Semifinite and purely infinite von Neumann algebras, C*-algebras of real rank zero, K-theory of C*-algebras, classical and Ko-valued Fredholm Index, structure of multiplier algebras, homotopy of the unitary group of C*-algebras, groups and quantum group actions on C*-algebras, spectra, invariant derivations, cross products, Kadison-Singer extension problem, ideals, traces and commutators on Hilbert spaces, arithmetic means and majorization theory, wavelets and frames.
- Herb Halpern: von Neumann algebras
- Victor Kaftal: operator algebras, operator theory
- Costel Peligrad: operator algebras
- Gary Weiss: operator algebras, operator theory, harmonic analysis
- Shuang Zhang: operator theory K-theory, homotopy theory, Fredholm index theory
A primary area of focus for the modern analysis group is Geometric Analysis. This area includes research in geometric function theory on Riemann surfaces, quasiconformal mappings in R^n and in metric spaces, geometry of domains in metric spaces and connections to Gromov hyperbolicity, analysis and potential theory on metric spaces, geometric measure theory, and generalization of Riemannian and conformal structures, as well as hyperbolic and quasihyperbolic geometry.
The group's research has been funded by the National Science Foundation. The group holds regular weekly research seminars.
- David Herron: geometric function theory, quasi-conformal mappings, hyperbolic geometry, potential theory
- Andrew Lorent: geometric measure theory, calculus of variations
- Nages Shanmugalingam: analysis on metric spaces, potential theory, geometric function theory
- Leonid Slavin: Euclidean harmonic analysis; quasi-conformal mappings
- Gareth Speight: geometric measure theory, analysis on metric spaces, sub-Riemannian geometry
Faculty members in Geometric Analysis have collaborations with:
- Helsinki University of Technology, Finland
- University of Jyväskylä, Finland
- Universidad Complutense de Madrid, Spain
- University of Ferrara, Italy
- University of Cambridge, England
- Steklov Mathematical Institute, Russia
- St. Petersburg State University, Russia
Partial Differential Equations
Research interests in the PDE group include: elliptic, parabolic and hyperbolic equations and coupled systems; boundary value problems for nonlinear equations and systems; control theory and optimization; nonlinear dispersive and traveling waves; obstacle problems; harmonic and geometric analysis. Methods involve: bifurcations; fixed point indices; semigroups; upper-lower solutions; radial symmetry and many others. Applications concern: biological and ecological models; diffusion-reactions; computational finance; fluid and plasma dynamics; fission reactor dynamics; water and electromagnetic waves etc. The group is very active in current publications. In the past, members of the group had been supported by National Science Foundation, Department of Energy and Air Force. A. Leung and S. Stojanovic have written reference books in their specialties. P. Korman and B. Zhang are editors of several research journals.
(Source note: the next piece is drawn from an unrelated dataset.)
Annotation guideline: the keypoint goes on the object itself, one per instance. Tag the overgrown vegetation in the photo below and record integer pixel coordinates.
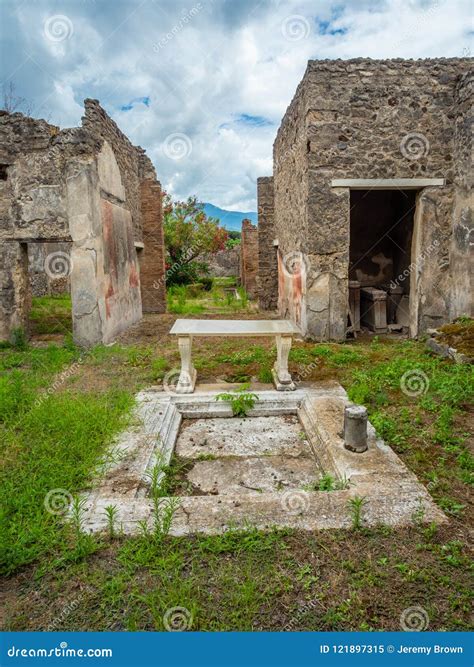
(59, 409)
- Michael Goldberg: dispersive equations and harmonic analysis
- Phil Korman: elliptic partial differential equations
- Srdjan Stojanovic: computational finance and nonlinear partial differential equations
- Bing-Yu Zhang: control theory, non-linear waves, harmonic analysis
- Robert Buckingham: nonlinear wave equations
Dynamical Systems & Ordinary Differential Equations
Dynamical systems is the study of processes that evolve in time; it includes "chaos theory," Newtonian mechanics, and the modern theory of ordinary differential equations (ODEs). The Mathematical Sciences Department at UC has a long history of excellence in dynamical systems, particularly in the areas of celestial mechanics and bifurcation theory. Present areas of research include: celestial mechanics, smooth foliations, bifurcations, averaging methods for ODEs, Hamiltonian mechanics, fixed point theory, applications of ODE techniques to PDEs and vice-versa, and global invariants and integrability of ODEs.
UC's dynamics group is also involved in a number of collaborative projects in other disciplines and with researchers at other institutions. These range from problems of control and optimization (UC College of Engineering and Georgia Tech), to computer-assisted computation (UC College of Engineering and Univ. of Pamplona, Spain), beam stability in particle accelerators (Univ. of New Mexico, Cornell Univ. and DESY-Hamburg), and problems in the kinetic theory of multi-particle systems (Univ. of Paris).